Thursday 21 October 2010

There's a lot of shaking in community radio around the region

Do you want to run a community radio in Mossman? What's going on with Cairns community radio? Read on...

The Australian Communications and Media Authority is seeking public comment on a proposal to make FM frequency 99.9 MHz available at Mossman, 20 kms north of Port Douglas for a new long-term community radio broadcasting services.

Port Douglas is currently served by 107.1 FM, simulcasting on 90.9. It has been broadcasting since 1999.

The ACMA believes that the current temporary community broadcasting licensees in these areas have generated sufficient interest to consider providing long-term community radio broadcasting services, however, before making a final decision, they are looking for feedback from the community. The proposed changes are contained in draft variations to the Cairns radio licence area plan. You need to contact the ACMA by next Friday 29th October, tel 1300 850 115.

There is a view that if a new long-term community radio broadcasting licence is made available for Mossman, it is likely that they would be taken up.

The licence for Smithfield High School's Coast FM 101.9 fm is also up for grabs. The temporary licence has been held by the school for 10 years, and now the ACMA want it to be upgraded to a permanent. ACMA have called for applications for the community radio licence currently allocated to 101.9 Coast FM. Smithfield High School principal Barry Courtney, is optimistic that they will retain the licence.

"We need to reapply to keep the licence and also it may be given to another party," Barry Courtney said. "Much work has been done this year to try and position Coast FM for a future with Smithfield High and this process allows us to pursue this agenda."

He says the purpose of Coast FM and its relationship to Smithfield High still needs work.

"The school exists to provide learning opportunities for students, and the relationship therefore must have a significant learning outcome for students," Barry Courtney says. "The school does have a community responsibility and the radio station is a unique opportunity to develop this. So the defining of this relationship is crucial."

Smithfield State School has attempted to run the whole radio organisation and he is now seeking support from the community so that it is sustainable.

Meanwhile the woes at Cairns Community radio continue. The ACMA is soon to rule on a number of more breaches to their radio licence. Since September last year, over 20 complaints have been lodged, and 4CCR has received five formal investigations and numerous breaches, including a set of Agreed Measures handed down.

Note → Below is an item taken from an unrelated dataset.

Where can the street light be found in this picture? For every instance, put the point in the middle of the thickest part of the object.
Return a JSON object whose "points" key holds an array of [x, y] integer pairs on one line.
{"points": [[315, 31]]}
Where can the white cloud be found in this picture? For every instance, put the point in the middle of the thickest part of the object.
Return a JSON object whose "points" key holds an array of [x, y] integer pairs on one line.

A quick scan over the list, and it's hard to fathom why they have not achieved any of these since December last year. The mid-year report submitted in May was vague and inconclusive and the ACMA were not happy with 4CCR's inaction. As requested a year ago, they haven't put meeting minutes on their website, nor welcomed an open membership policy,

With just over a month to submit a final report, and with $163,000 unexplained in the Association's accounts, despite numerous requests to station president Rodney Coutts from members, he is now believed to have fluttered away for a week's holiday at the Community Broadcasters conference in Hobart. I'm not surprised, but it's only a matter of time before the money dries up. In less than 12 months, Coutts turned a $64,800 profit in 2009 into a $95,400 loss. He deserves a good holiday.

4CCR is still operating without a secretary, a legal requirement, following a sham AGM in September, and the committee has still not been updated on the website.

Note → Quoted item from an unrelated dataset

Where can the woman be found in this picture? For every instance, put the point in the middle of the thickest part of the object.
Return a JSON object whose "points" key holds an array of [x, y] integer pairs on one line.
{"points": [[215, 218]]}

Meanwhile, the ACMA has accepted an enforceable undertaking from Perth community radio where it found they had breached licence conditions requiring it to encourage community participation and the selection and provision of programs, some of the same breaches as in Cairns.

However, there are some good stories in community radio, although they seem few and far between. Both Townsville and Darwin run great stations. Wollongong's Voxfm has be recognised for turning the station around from the brink of collapse, vindicating a principled stand by the Friends of VOXfm in it's fight for survival.

Like Cairns Community Radio, VOXfm has been plagued by infighting and financial problems, and a lack of transparency in how the station was run. A new president has changed the culture of the organisation and new members were signing up every week.

"I did it with the help of the board and volunteers, though. I certainly couldn't do it by myself," Ms Collins said. If only Rod Coutts could listen and learn.